Digital Audio - Myths & Realities


Back



4/05/09
This article re-published from www.radio-guide.com  issue of February 2007
original on PDF format.


More and more of the audio path in broadcast facilities is being handled in the digital domain. Thus it is important to understand what is going on – even when it seems counterintuitive. In this article, Robert Orban discusses the science behind six common myths about digital audio. (Radio-Guide February 2007)


Digital Audio – Myths and Realities
by Robert Orban
Orban/CRL


It is clear that twenty years into the digital audio revolution there are still a lot of myths and misconceptions out there. In this article, we will consider some of these myths and explain the realities of digital audio that are behind them.

MYTH 1 – THERE’S NOTHING BELOW THE DIGITAL LSB
The first myth is that there is no information stored below the level of the least significant bit (LSB) in digital audio. The reality is that this is only true if dither is not correctly used. Dither is random noise that is added to the signal at approximately the level of the least significant bit. It should be added to the analog signal before the analog to digital (A/D) converter or to any digital signal before its word length is shortened. (The length of the digital “word” – the number of bits – determines the maximum dynamic range of the audio.) The purpose of dither is to linearize the digital system by changing what is, in essence, “crossover distortion” into audibly innocuous random noise. Without dither, any signal falling below the level of the least significant bit would disappear altogether. Dither will randomly move this signal through the threshold of the LSB, rendering it audible (though noisy). Mathematically, correct dithering de-correlates the first two statistical moments of the quantization noise from the signal and linearizes the system so that the digital signal path becomes equivalent to an analog signal path with the same noise floor.

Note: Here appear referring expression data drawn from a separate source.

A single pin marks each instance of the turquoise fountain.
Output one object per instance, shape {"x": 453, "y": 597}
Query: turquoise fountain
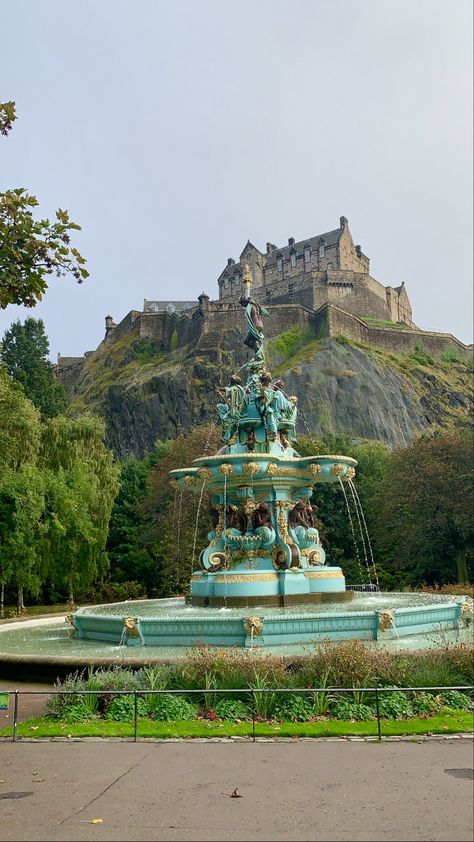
{"x": 263, "y": 579}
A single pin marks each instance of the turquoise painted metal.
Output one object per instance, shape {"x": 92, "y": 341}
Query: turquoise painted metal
{"x": 264, "y": 548}
{"x": 387, "y": 619}
{"x": 264, "y": 561}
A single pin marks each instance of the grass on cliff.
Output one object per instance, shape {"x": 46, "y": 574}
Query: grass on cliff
{"x": 120, "y": 362}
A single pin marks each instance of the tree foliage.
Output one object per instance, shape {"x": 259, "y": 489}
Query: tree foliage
{"x": 174, "y": 528}
{"x": 19, "y": 425}
{"x": 82, "y": 482}
{"x": 24, "y": 350}
{"x": 132, "y": 556}
{"x": 424, "y": 524}
{"x": 32, "y": 249}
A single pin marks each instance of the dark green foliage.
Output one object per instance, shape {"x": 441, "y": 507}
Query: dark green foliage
{"x": 457, "y": 700}
{"x": 132, "y": 555}
{"x": 423, "y": 521}
{"x": 24, "y": 351}
{"x": 346, "y": 709}
{"x": 169, "y": 708}
{"x": 424, "y": 703}
{"x": 448, "y": 355}
{"x": 122, "y": 708}
{"x": 394, "y": 705}
{"x": 146, "y": 349}
{"x": 294, "y": 707}
{"x": 232, "y": 709}
{"x": 420, "y": 355}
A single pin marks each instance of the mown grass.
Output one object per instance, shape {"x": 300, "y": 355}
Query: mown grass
{"x": 447, "y": 722}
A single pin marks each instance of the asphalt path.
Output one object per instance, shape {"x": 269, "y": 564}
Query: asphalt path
{"x": 298, "y": 790}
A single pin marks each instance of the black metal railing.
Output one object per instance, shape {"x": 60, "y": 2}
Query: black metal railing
{"x": 250, "y": 693}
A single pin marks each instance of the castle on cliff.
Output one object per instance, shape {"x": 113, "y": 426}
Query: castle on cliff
{"x": 325, "y": 269}
{"x": 322, "y": 283}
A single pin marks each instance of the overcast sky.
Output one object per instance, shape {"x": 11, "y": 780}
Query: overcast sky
{"x": 175, "y": 130}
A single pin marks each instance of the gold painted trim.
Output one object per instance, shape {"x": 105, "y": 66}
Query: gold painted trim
{"x": 239, "y": 577}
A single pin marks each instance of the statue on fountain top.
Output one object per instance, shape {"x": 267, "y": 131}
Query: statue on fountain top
{"x": 253, "y": 313}
{"x": 230, "y": 412}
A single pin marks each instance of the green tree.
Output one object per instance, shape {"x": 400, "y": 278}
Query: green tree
{"x": 176, "y": 529}
{"x": 19, "y": 425}
{"x": 131, "y": 556}
{"x": 424, "y": 518}
{"x": 82, "y": 482}
{"x": 24, "y": 350}
{"x": 32, "y": 249}
{"x": 21, "y": 522}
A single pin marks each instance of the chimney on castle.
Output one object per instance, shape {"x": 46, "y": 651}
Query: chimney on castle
{"x": 109, "y": 326}
{"x": 203, "y": 301}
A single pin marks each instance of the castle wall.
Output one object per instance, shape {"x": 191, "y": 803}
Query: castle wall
{"x": 350, "y": 256}
{"x": 331, "y": 321}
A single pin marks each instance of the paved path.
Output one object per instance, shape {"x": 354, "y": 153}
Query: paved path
{"x": 331, "y": 790}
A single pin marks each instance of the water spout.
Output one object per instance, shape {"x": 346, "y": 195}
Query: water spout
{"x": 357, "y": 501}
{"x": 352, "y": 529}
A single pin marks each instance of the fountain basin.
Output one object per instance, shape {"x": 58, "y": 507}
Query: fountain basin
{"x": 375, "y": 617}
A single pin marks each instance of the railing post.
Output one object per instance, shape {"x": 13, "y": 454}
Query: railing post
{"x": 15, "y": 715}
{"x": 253, "y": 715}
{"x": 378, "y": 713}
{"x": 135, "y": 716}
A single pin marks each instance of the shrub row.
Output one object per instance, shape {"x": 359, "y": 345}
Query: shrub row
{"x": 206, "y": 669}
{"x": 290, "y": 707}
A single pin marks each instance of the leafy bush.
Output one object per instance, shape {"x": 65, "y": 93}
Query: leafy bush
{"x": 348, "y": 710}
{"x": 449, "y": 355}
{"x": 81, "y": 710}
{"x": 115, "y": 592}
{"x": 432, "y": 669}
{"x": 264, "y": 703}
{"x": 293, "y": 707}
{"x": 395, "y": 706}
{"x": 425, "y": 703}
{"x": 168, "y": 708}
{"x": 122, "y": 708}
{"x": 232, "y": 709}
{"x": 420, "y": 355}
{"x": 456, "y": 699}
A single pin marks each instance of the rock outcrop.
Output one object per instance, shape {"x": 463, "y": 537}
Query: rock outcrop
{"x": 342, "y": 386}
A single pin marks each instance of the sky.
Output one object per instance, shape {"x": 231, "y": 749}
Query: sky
{"x": 175, "y": 130}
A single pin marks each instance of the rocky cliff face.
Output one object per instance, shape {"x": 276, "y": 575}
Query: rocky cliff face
{"x": 341, "y": 387}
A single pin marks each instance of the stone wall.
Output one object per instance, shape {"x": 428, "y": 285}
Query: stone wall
{"x": 332, "y": 321}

SHAPING AUDIO BY USING DITHER Whenever any DSP operation is performed on the signal (particularly decreasing gain), the resulting signal must be re-dithered before the word length is truncated back to the length of the input words. Ordinarily, correct dither is added in the A/D stage of any competent commercial product performing the conversion. However, some products allow the user to turn the dither on or off when truncating the length of a word in the digital domain. If the user chooses to omit adding dither, this should be because the signal in question already contained enough dither noise to make it unnecessary to add more. It is possible to apply so-called “noise shaping” to dither. In the absence of “noise shaping,” the spectrum of the usual “triangular-probability-function (TPF)” dither is white (that is, each arithmetic frequency increment contains the same energy). However, noise shaping can change this noise spectrum to concentrate most of the dither energy into the frequency range where the ear is least sensitive. In practice, this means reducing the energy around 4 kHz and raising it above 9 kHz. Doing this can increase the effective resolution of a 16-bit system to almost 19 bits in the crucial midrange area and is very frequently used in CD mastering. There are many proprietary curves used by various manufacturers for noise shaping and each has a slightly different sound. Noise shaping was first popularized by Sony’s “Super Bit Mapping,” although the principle as applied to high-quality audio was published by Michael Gerzon and Peter Craven in the late 80s.

MYTH 2 – THE FREE LUNCH
Aggressive noise shaping can improve the signal to noise ratio in the midrange by as much as 18 dB. However, it is a myth that noise shaping always helps audio quality. The total noise energy in a noise-shaped dither is always larger than the total noise energy in garden-variety white, triangular-probability-function dither. In the case of aggressive noise shaping, it can be much larger by perhaps 20 dB. It is very easy to destroy the noise shaping by downstream signal processing such as re-equalization, which uses multiplication and increases the word length. A digital to analog converter that is non-monotonic will destroy it as well. What happens is that the spectral dip around 4 kHz tends to get filled in, resulting in far higher noise than one would have gotten if one had used simple white dither in the first place. Aggressively noise-shaped dither should only be used at the final mastering stage when the final deliverable recording is being created.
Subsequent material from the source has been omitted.